The Avengers was the brainchild of producer Sydney Newman, who would go on two years later to develop Doctor Who.  (So yes, two of Britain’s most iconic shows were dreamt up by a Canadian!)  But just as Doctor Who drifted a bit from Newman’s original vision (for example, his strict no-space-monsters policy was, shall we say, not always rigorously adhered to), so did The Avengers, beginning as a realistic crime thriller and then gradually transmogrifying into something quite different.

It’s sometimes said that The Avengers started off as a drama and then became a comedy.  I don’t think “comedy” is quite the right term for what the show became; but it’s easily mistaken for a comedy, because a) it is quite funny, and b) it comments on and subverts genre conventions.  Neither of these features would be sufficient on its own to get the show labeled a comedy, but when the two are combined, the category of “spoof” naturally suggests itself.  But while the show does frequently spoof the spy and sf genres, I still maintain that a spoof is not what The Avengers primarily is, because the goal is not so much laughs as a total spectacle, and the message is not “how funny these people are!” but “how utterly cool they are!”

Notice how in this opening credits sequence it’s obvious that the characters (not just the actors) are quite consciously constructing and performing their identities; and the freedom and exuberance with which they carry off their acts of style and self-definition is far more a focus of the show than the actual details of plot:




The Avengers parodies not just other shows but itself; and here I don’t mean “self-parody” in the usual sense where a show’s or artist’s later work parodies their earlier work. On the contrary, what’s being parodied is often the very conditions of the show itself. Just two examples: thanks to broadcast standards, the characters couldn’t be falling into bed every few minutes à la James Bond; but rather than switching to the opposite extreme of, say, Danger Man, where it’s clear that no sex is ever going to happen, the teasing ambiguity of the flirtation and innuendo between the two leads in The Avengers – is their relation romantic/sexual or not? – simply thematises the very prohibition on addressing that question that was imposed on the show. Another example: the weird fighting style the characters use is not just an adaptation to, but (methinks) a kind of mockery of, the broadcast-standards prohibition on people actually getting punched.

The following clip is a nice introduction to the style and character dynamics of the show, even though, as pure spoof with no vestige of realism, it’s not representative of the show.
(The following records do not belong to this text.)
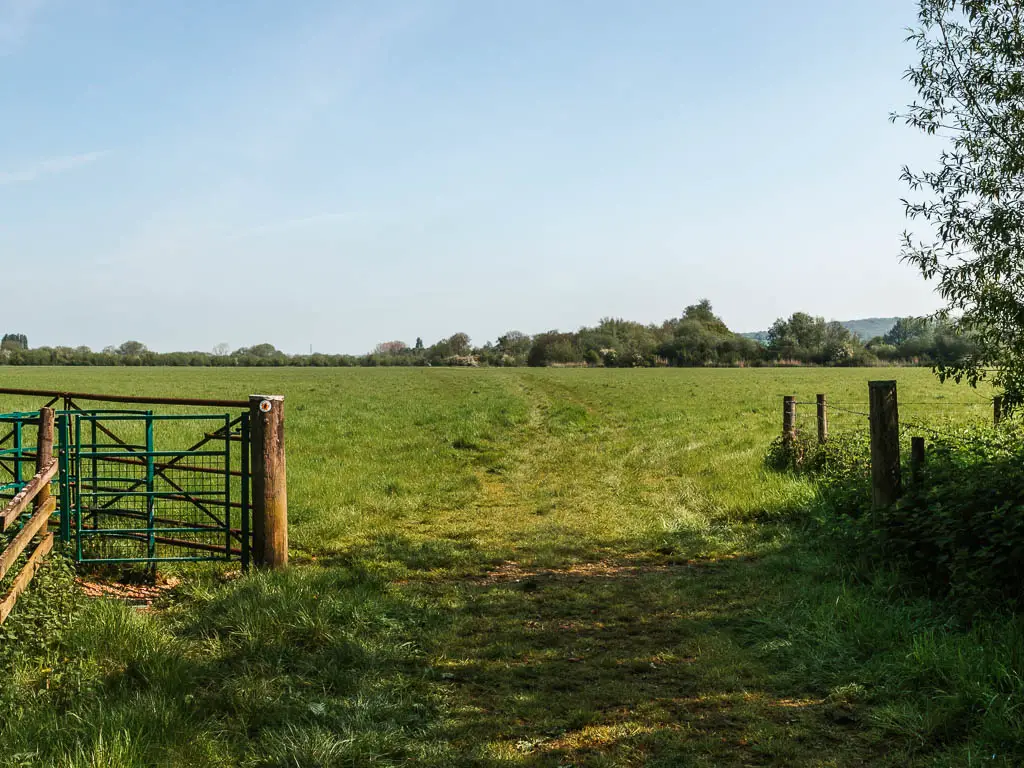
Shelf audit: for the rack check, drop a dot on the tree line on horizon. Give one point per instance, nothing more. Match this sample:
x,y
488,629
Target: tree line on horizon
x,y
696,338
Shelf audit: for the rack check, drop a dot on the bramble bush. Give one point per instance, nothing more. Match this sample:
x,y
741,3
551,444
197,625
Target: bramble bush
x,y
956,532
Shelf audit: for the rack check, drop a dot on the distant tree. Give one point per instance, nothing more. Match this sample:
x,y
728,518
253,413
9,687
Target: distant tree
x,y
459,344
970,81
391,347
131,348
554,347
515,344
14,342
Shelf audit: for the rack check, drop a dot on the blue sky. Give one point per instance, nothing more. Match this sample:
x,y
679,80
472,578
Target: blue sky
x,y
341,173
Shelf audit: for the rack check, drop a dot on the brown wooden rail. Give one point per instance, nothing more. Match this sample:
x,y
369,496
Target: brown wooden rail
x,y
126,398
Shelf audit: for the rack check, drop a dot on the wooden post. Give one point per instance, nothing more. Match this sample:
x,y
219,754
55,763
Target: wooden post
x,y
788,424
44,452
269,497
886,478
916,458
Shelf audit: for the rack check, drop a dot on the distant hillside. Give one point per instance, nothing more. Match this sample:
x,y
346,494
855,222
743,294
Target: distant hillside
x,y
866,328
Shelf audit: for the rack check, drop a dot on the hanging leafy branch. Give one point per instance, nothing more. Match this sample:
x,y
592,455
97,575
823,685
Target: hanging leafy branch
x,y
970,82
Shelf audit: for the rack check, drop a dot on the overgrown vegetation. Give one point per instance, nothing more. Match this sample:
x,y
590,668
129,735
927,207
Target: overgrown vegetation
x,y
947,557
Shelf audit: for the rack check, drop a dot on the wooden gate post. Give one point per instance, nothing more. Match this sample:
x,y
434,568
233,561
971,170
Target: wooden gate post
x,y
886,480
44,452
822,419
269,498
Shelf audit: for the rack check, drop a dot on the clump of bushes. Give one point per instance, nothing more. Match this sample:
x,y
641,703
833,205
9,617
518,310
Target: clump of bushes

That’s because it’s not actually from the regular show; rather, it’s a standalone promo for the show’s first season in colour. (The “punchline” seems more Bondy than Steedy, I have to say.)



Even in this pure comedy skit, what’s being parodied and commented on is not just the conventions of the spy genre or of this show in particular, but specifically the show’s very tendency to parody and comment on those conventions.  Since what the skit is parodying is the show’s own tendency toward self-parody, the skit is in effect a continuation and intensification of, rather than an external comment on, its object.  

(If I were a German philosopher I would probably say something like:  
Here the subject and object of the Idea are one ... for whereas in Nature the intelligent unity has its objectivity perfect but externalized, this self-externalization has been nullified and the unity in that way been made one and the same with itself.
But don’t worry, I’ll resist.)

My aim in creating this blog (a separate project from my regular blog) is to blog my way through all the (surviving) Avengers episodes, from 1961 to 1969, as well as the revived version of the show in 1976-1977.  (I suppose I’ll have to say something about the wretched 1998 film as well, though that post will make a sad ending to the project.) There are more episodes I haven’t seen than ones I have, so this will be in large part new territory for me.  In addition to being a science fiction geek, I’m both a professional philosopher and an individualist anarchist, and my commentaries will no doubt be affected by all three perspectives.

I make no promises as to the frequency of updates.